Les poètes sont des monstres, Christian Bobin, Lettres Vives, 2022

Écriture le 24/02/23

Au village, nous sommes à nus avec la terre. Les maisons donnent sur le paysage, on passe du vent ou du soleil à ce qui nous en protège.

Dans l’instant. Le paysage fait des maisons son enfance. Certaines sont bien érigées côte à côte, mais toutes respirent par elles-mêmes, elles se mesurent directement à l’espace. Chacune est aussi singulière que les gens qui l’habitent, à cause de sa mémoire, de sa vieillesse, de ce qu’on a perdu d’elle au cours du temps mais qui la marque encore. Là une cour, ici un quereux comme on disait autrefois, l’enclos d’une maison, son empreinte, pourraient se décrire comme les ajouts de chaque génération, depuis des siècles sans doute, si l’on savait discerner dans la manière des pierres ce que furent les contraintes et les envolées de chaque vie.

Plus que des routes, ou mêmes des rues comme on les a récemment baptisées, il y a au village des chemins pour l’accès aux maisons, anciennes façons de se mouvoir dans la maigre communauté, anciennes façons de longer l’ombre et la lumière, de s’isoler, de partager. Et les chemins parfois se dissolvent dans l’herbe, quand on ne les fréquente plus assez, ou qu’on a délaissé les maisons qui les côtoient. Les chemins meurent d’un manque de relations, d’un manque d’amour peut-être. Le village est un lieu de la vie qui se maintient, s’agrandit parfois, parfois s’éteint.

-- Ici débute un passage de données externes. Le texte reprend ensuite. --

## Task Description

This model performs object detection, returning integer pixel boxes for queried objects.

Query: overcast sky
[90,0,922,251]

La vie, des femmes et des hommes à même la terre, qui tentent de continuer de tisser leurs jours entre eux, au mieux, à l’insu le plus souvent de cet abîme qui les guette. Tous à peu près se connaissent au village, de près ou de loin, tous se souhaitent le bien du jour, sans pour autant partager les mêmes désirs, les mêmes volontés. Cela fait comme des rouages entre eux, distendus peut-être, mais réels encore. Et chacun se demande ce qui se passerait en cas de catastrophe, de l’aide entre eux. Chacun se dit que c’est une sorte de miracle, un village ainsi, qui se tient encore, entre le bonheur des siens et toute la pesanteur du monde.

Au loin, à quelques kilomètres, le bourg, là où le bien commun s’institue en commune, là où c’étaient les rassemblements des foires autrefois et des commerces. Qui aujourd’hui se meurent l’un après l’autre, même si quelques héros du quotidien brûlent encore d’une ardeur émouvante contre ce que les sages disent inéluctable. Maisons du bourg bien plus dépareillées que celles du village, qu’on a récemment tentées d’organiser. On s’emploie à planifier, optimiser l’espace dit-on, tracer des voies. Mais la volonté seule ni la raison ne suffisent, on aurait besoin de bras nouveaux, on ne sait plus faire comme avant le bien commun. Ce qui semble désuet maintenant et qui pourtant tenait ensemble dans l’impalpable. Le bourg a perdu presque toutes ses images, tout ce qui le rendait désirable, il lui reste les mouvements mécaniques du temps. Le bourg survit, tout comme les villages, en attente de quel défi où les visages se rapprocheraient, dresseraient un rempart contre la folie du monde.